Although production at the Casal factory ceased in 2000, the vehicles remain in use in Portugal. Collector interest exists in Portugal, the United Kingdom, and Sweden, with notable models including the K166 Boss, K181, K185 Trial, K270, S170, and the K190.

Among the most interesting Casal models of its last years are the Magnum, the RZ50 and the Arizona, all of them racers powered with the M105 water cooled 6 speed engine. Some of these models where chosen to be modified " bored out up to 92cc or even more for increased performance. Motoplat ignition and carburetors of up to 32mm flat with bored jets, a lightweight crank, rod and piston.The best exhaust was hand built by a local guy using his one bike as test bench. His bike would give a run to the Suzuki RGV 250 or some other 600cc 4 stroke bikes up to 180 km/h.

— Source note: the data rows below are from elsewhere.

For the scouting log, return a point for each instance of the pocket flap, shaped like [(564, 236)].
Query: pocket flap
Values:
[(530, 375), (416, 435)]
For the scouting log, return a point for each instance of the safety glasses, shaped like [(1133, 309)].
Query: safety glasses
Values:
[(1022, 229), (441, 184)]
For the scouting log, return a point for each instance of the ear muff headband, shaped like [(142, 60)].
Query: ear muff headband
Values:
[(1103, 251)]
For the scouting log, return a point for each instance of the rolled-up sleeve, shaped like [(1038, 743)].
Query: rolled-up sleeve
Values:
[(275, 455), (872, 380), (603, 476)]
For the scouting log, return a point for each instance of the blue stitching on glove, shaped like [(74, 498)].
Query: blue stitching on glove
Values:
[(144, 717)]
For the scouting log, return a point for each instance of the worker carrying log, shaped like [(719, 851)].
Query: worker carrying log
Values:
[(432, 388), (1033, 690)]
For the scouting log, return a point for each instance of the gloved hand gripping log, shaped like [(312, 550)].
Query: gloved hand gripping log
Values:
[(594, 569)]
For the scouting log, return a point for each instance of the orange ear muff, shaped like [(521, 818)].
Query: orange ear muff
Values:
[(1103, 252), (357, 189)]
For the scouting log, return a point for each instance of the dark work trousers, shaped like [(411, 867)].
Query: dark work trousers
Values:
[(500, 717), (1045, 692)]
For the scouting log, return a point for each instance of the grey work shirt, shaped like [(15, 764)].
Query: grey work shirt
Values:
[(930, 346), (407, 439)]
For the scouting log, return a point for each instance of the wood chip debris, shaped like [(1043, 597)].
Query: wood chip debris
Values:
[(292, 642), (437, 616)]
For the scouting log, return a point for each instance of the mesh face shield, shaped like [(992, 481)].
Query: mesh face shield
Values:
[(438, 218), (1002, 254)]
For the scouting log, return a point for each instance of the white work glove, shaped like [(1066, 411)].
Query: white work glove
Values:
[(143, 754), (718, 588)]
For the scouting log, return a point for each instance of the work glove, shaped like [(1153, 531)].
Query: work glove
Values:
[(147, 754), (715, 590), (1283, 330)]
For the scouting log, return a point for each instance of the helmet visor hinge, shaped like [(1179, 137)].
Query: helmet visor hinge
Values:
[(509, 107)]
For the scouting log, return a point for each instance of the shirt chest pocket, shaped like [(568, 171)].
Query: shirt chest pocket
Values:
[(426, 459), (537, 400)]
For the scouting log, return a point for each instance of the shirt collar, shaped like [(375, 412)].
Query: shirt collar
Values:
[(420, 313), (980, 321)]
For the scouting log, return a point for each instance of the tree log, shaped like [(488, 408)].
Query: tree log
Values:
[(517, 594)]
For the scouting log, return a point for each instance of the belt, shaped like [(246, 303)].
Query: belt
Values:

Today it operates as a Suzuki representative in Portugal.

==World records==

In 1980 Jan Nijhuys took a 1/4 mile record with a Casal Sparta Plompen. Quarter mile was covered in 15,26 seconds and record speed after 402m where 94.29 km/h.

In 1981 the Dutch Jan Huberts bettered the 50cc speed record with a HuVo-Casal to 224 km/h.

==Racing==
To become competitive, Casal made a partnership with the Dutch company HuVo.

This joint venture made possible to score great results in offroad and road racing competitions. Casal-HuVo joined World Grand Prix in 80cc class on 1984 and 1985 seasons.